In January, the Institute for Justice announced an exciting and vitally important new endeavor: IJ’s Project on Immunity and Accountability.

As IJ Senior Vice President and Litigation Director Dana Berliner described in the last issue of Liberty & Law, immunity doctrines shield government officials from having to pay damages even when they blatantly violate someone’s constitutional rights. What’s worse, courts routinely use the fact that officials don’t have to pay to avoid deciding whether anyone’s rights were violated at all. That leaves individuals who have suffered government abuse without any legal recourse.

As with so many IJ issues, when I first explain immunity doctrines to non-lawyers, most are stunned that this exists in America. Here’s an example of one type of immunity—qualified immunity—in action. Last year, Fresno, California, police officers were accused of stealing over $225,000 in cash and rare coins from a home they were searching. Even though the owners were never criminally charged and even though, as the Ninth Circuit later conceded, “virtually every human society teaches that theft generally is morally wrong,” the court granted the officers qualified immunity and ruled that they could not be sued. How is that possible? Because, the court said, “there was no clearly established law holding that officers violate the Fourth or Fourteenth Amendment when they steal property seized pursuant to a warrant.” Therefore, it was not “obvious” the officers were in the wrong legally. Immunity applies.

It is easy to see how this doctrine turns fundamental concepts of American jurisprudence on their heads. If citizens must follow the law, the government must also, and that includes following the Constitution. That means that officials acting with the vast power of government behind them must be held accountable for violating constitutionally protected rights.

When the Constitution was drafted and ratified, there was a rich history of judicial remedies against government officials who violated the law. Through the Project on Immunity and Accountability, IJ will foster a growing legal consensus that current doctrines shielding officers and officials from accountability—qualified immunity, prosecutorial immunity, the severe restriction on Bivens actions, and others—are inconsistent with this history and must be abandoned.

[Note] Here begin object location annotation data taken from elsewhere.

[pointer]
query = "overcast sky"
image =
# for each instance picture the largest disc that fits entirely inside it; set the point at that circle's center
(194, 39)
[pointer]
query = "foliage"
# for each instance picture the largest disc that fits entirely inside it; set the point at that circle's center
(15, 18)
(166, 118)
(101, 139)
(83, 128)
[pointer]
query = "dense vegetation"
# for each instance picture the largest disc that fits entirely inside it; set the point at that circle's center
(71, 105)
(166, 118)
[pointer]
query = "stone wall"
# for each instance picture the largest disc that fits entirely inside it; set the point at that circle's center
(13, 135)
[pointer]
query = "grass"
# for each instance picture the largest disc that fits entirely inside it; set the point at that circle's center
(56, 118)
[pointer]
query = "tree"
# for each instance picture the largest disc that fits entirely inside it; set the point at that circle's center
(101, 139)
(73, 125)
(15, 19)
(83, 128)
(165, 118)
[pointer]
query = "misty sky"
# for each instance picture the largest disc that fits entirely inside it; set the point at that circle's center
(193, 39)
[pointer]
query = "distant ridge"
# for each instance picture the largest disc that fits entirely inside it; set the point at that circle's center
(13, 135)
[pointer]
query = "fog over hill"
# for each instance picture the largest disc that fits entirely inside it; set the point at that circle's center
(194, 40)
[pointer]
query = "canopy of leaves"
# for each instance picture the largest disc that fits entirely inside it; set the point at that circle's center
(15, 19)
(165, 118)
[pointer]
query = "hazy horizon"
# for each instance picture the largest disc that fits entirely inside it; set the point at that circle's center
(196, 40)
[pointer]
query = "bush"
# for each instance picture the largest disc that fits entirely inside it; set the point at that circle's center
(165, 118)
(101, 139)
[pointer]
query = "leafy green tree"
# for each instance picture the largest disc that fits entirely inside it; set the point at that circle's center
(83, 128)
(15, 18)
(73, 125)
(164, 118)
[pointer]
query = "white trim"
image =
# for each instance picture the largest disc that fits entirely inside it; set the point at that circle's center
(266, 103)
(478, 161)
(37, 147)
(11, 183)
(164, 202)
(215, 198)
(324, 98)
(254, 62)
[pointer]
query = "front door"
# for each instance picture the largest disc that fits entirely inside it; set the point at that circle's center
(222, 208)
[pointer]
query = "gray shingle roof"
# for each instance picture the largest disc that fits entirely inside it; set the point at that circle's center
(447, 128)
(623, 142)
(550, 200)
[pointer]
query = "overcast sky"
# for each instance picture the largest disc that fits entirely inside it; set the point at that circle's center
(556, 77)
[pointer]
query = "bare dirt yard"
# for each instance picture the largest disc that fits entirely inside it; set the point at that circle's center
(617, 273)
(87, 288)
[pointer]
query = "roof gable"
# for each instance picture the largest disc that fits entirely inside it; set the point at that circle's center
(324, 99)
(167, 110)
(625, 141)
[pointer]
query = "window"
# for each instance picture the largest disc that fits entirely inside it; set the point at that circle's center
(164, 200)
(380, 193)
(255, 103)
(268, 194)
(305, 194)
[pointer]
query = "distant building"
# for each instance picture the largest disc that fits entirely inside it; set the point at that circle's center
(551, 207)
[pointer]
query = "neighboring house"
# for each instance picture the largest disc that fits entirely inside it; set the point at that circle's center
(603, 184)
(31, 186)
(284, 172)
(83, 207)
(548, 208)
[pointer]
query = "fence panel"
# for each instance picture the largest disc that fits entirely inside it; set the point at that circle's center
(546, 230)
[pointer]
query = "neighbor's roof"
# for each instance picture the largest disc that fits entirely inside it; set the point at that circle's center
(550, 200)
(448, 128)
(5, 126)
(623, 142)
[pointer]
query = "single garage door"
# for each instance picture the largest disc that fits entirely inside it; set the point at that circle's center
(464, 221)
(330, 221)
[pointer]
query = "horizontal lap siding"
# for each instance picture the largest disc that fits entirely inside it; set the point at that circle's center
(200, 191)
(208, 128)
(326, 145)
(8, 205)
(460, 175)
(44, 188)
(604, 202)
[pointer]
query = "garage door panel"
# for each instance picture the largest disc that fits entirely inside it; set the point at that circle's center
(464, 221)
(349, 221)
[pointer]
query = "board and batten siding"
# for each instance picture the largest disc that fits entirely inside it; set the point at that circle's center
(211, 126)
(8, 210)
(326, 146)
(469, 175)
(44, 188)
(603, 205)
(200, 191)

IJ has increasingly encountered immunity in our property rights cases, and we began to lay the groundwork for future challenges with amicus briefs, legal scholarship, and outreach to practitioners and journalists through our Short Circuit newsletter and podcast series.

Now, we are asking the U.S. Supreme Court to consider government accountability in two important cases: one on behalf of Shaniz West (see page 11 for more information on her case) and one on behalf of James King, who was detained and beaten by officials who wrongly identified him as a crime suspect. He filed a lawsuit against them for violating his constitutional rights. However, because the officials were acting as part of a federal-state task force, an intermingling of state and federal authority allows the government to pick and choose what rules and protections apply, making it virtually impossible for James—or any individual who has been wronged—to get a lawsuit against the perpetrators to proceed. IJ’s petition asks the Supreme Court to hold that when the law creates a remedy for individuals seeking to vindicate their rights, that remedy must be enforced. The government can’t simply invoke whatever protection suits its purposes to evade accountability.

Challenges to immunity face long odds. But IJ launches this project with a clearly defined mission and multiple cases that epitomize the problem and what we seek to accomplish. What’s more, we have the lessons of many past uphill fights behind us—from eminent domain abuse to civil forfeiture to occupational licensing—each of which we turned from dead letters in the law to issues garnering widespread interest and support for reform. We will use all the tools of public interest litigation to alter the course of the law on this issue as well.

As Alexander Hamilton noted, “a fondness for power is implanted in most men, and it is natural to abuse it when acquired.” Through this new project, IJ will ensure that when officials abuse their power and violate individual rights, citizens have a meaningful opportunity to take them to court and hold them accountable to the law and the Constitution.

 Scott Bullock is IJ’s president and general counsel.